You should see in your terminal something like the following:

...
2020-03-09T09:48:24.579480Z 0 [Note] mysqld: ready for connections.
Version: '5.7.29-log'  socket: '/var/run/mysqld/mysqld.sock'  port: 3306  MySQL Community Server (GPL)

Notice that the MySQL server starts and stops a few times as the configuration is modified. The last line listed above reports that the MySQL server is running and ready for use.

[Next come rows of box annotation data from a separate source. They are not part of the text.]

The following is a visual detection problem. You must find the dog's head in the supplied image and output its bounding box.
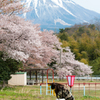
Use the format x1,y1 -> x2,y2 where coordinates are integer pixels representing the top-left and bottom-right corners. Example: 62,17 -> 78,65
50,83 -> 64,95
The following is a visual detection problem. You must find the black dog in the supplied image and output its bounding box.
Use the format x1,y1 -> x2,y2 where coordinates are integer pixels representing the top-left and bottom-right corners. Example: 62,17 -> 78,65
49,83 -> 75,100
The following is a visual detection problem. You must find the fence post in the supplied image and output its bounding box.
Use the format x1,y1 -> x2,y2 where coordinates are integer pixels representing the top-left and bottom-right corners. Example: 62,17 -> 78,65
84,83 -> 85,96
40,86 -> 42,94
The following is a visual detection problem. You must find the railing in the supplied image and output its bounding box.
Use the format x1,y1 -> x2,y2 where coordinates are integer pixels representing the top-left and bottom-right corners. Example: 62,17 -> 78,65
27,76 -> 100,81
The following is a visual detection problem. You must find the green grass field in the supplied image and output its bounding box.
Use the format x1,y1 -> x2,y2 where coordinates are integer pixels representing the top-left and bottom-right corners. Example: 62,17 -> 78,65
0,85 -> 100,100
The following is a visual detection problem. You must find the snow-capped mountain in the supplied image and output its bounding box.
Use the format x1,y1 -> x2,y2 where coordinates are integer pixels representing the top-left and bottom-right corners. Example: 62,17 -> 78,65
22,0 -> 100,30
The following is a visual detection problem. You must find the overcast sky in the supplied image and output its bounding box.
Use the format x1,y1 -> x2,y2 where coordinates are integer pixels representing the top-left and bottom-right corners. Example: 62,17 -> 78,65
72,0 -> 100,13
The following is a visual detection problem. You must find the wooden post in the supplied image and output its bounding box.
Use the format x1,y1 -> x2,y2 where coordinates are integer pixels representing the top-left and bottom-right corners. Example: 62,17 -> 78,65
30,70 -> 31,80
42,70 -> 43,83
36,70 -> 37,83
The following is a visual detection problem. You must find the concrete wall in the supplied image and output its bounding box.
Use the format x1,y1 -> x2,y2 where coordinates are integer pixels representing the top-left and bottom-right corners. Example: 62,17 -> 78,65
8,72 -> 27,85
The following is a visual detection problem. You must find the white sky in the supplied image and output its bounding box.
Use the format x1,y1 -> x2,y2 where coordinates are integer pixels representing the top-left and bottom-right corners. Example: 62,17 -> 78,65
72,0 -> 100,13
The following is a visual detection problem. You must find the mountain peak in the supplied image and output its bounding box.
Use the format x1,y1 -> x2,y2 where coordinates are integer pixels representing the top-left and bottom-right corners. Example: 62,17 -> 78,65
22,0 -> 100,30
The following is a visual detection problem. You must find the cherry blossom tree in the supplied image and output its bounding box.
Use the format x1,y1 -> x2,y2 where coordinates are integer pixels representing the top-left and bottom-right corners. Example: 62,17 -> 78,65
55,47 -> 93,78
0,0 -> 26,15
0,0 -> 92,77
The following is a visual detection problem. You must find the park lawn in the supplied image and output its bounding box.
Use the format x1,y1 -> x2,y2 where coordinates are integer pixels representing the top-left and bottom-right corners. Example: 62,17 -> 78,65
0,85 -> 100,100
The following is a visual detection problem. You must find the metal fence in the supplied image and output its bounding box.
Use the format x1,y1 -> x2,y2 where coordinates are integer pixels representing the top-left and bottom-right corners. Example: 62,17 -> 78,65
40,83 -> 100,100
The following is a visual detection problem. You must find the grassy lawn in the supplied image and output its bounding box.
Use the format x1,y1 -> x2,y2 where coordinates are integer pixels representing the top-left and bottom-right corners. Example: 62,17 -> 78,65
0,85 -> 100,100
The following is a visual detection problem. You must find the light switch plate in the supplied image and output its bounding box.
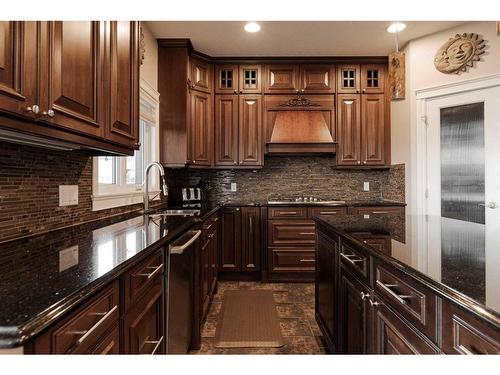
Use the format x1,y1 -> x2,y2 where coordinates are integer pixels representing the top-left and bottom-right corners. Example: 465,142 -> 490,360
59,185 -> 78,206
59,245 -> 78,272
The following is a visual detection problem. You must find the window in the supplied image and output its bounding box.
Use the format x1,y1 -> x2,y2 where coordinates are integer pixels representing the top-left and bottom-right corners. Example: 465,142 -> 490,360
92,81 -> 160,211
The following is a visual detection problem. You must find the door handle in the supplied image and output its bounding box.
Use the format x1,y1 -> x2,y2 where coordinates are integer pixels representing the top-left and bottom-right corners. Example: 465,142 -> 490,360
169,230 -> 201,254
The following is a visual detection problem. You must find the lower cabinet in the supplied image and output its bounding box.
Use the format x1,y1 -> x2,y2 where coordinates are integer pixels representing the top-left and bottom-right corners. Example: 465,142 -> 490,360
123,276 -> 165,354
219,207 -> 261,273
338,266 -> 370,354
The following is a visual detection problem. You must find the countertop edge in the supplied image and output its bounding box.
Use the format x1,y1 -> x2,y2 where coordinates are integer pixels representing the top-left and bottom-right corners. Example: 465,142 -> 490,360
313,215 -> 500,331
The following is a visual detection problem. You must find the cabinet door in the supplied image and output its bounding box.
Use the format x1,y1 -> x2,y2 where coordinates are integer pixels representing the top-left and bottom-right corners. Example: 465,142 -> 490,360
215,65 -> 238,94
189,58 -> 212,93
0,21 -> 40,117
215,95 -> 238,165
361,94 -> 385,165
124,277 -> 165,354
361,64 -> 385,94
219,207 -> 241,271
40,21 -> 105,136
339,267 -> 369,354
238,65 -> 262,94
315,233 -> 338,351
189,90 -> 214,166
238,95 -> 264,165
241,207 -> 261,271
264,64 -> 299,94
337,65 -> 361,94
106,21 -> 139,148
300,64 -> 335,94
337,94 -> 361,165
370,301 -> 440,354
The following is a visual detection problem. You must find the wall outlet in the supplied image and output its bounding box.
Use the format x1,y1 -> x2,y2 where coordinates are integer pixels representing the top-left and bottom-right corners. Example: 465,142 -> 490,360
59,185 -> 78,206
59,245 -> 78,272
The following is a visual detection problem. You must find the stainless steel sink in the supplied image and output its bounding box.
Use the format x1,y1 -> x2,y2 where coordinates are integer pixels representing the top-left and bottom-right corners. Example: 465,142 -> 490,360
154,209 -> 200,216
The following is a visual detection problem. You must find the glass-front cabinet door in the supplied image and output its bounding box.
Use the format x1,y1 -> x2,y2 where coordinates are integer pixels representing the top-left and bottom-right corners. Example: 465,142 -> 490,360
215,65 -> 238,94
238,65 -> 262,94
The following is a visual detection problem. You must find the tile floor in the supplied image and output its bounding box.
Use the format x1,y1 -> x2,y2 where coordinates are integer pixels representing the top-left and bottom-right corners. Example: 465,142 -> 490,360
191,281 -> 327,354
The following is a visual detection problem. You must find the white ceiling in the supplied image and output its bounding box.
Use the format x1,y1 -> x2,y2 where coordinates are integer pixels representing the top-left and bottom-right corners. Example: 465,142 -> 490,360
147,21 -> 463,56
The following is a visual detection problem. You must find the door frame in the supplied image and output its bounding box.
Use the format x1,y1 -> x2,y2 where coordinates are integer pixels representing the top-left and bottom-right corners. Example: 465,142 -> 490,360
409,73 -> 500,269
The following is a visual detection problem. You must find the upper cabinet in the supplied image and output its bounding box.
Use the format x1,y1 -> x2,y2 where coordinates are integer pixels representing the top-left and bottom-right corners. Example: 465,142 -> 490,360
238,65 -> 262,94
0,21 -> 40,118
264,64 -> 335,94
337,64 -> 386,94
188,58 -> 212,93
264,64 -> 299,94
0,21 -> 139,154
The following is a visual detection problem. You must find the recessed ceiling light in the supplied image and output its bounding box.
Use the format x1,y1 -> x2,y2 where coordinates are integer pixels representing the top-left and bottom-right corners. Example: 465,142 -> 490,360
245,22 -> 260,33
387,22 -> 406,34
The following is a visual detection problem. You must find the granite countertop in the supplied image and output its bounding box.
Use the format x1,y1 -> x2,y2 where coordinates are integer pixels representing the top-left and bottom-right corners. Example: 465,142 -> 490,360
314,214 -> 500,329
0,204 -> 220,348
0,200 -> 404,348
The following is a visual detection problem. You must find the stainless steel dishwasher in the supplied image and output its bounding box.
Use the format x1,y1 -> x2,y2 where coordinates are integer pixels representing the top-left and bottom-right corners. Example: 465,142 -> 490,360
165,230 -> 201,354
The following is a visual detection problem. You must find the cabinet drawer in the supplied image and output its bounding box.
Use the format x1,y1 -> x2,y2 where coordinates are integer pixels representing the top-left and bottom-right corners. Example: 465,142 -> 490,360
351,206 -> 405,215
46,282 -> 119,354
372,301 -> 440,354
340,243 -> 371,284
125,248 -> 163,309
268,220 -> 316,247
269,248 -> 315,272
309,207 -> 347,217
374,263 -> 437,342
441,301 -> 500,354
268,207 -> 307,219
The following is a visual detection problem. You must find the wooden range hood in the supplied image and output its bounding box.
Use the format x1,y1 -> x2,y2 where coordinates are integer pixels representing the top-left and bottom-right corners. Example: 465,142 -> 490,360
267,98 -> 335,154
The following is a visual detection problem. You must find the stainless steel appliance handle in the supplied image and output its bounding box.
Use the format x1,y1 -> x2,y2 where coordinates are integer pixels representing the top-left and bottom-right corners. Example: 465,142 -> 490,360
169,230 -> 201,253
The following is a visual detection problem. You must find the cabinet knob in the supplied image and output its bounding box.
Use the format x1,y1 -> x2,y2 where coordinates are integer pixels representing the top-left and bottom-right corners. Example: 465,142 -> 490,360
42,109 -> 55,117
26,104 -> 40,115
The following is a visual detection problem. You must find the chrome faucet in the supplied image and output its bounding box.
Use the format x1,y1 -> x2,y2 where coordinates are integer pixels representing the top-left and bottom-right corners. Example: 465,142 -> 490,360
142,161 -> 168,213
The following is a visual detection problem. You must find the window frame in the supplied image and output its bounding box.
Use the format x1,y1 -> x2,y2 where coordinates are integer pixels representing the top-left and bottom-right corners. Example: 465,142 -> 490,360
92,79 -> 160,211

Step 3. Start the MySQL Command Line Client

Open a new terminal, and use it to start a new container for the MySQL command line client and connect it to the MySQL server running in the mysql container:

docker run -it --rm --name mysqlterm --link mysql --rm mysql:5.7 sh \
    -c 'exec mysql -h"$MYSQL_PORT_3306_TCP_ADDR" -P"$MYSQL_PORT_3306_TCP_PORT" -uroot -p"$MYSQL_ENV_MYSQL_ROOT_PASSWORD"'

Here we start the container using the mysql:5.7 image, name the container mysqlterm and link it to the mysql container where the database server is running.

The --rm option tells Docker to remove the container when it stops, and the rest of the command defines the shell command that the container should run. This shell command runs the MySQL command line client and specifies the correct options so that it can connect properly.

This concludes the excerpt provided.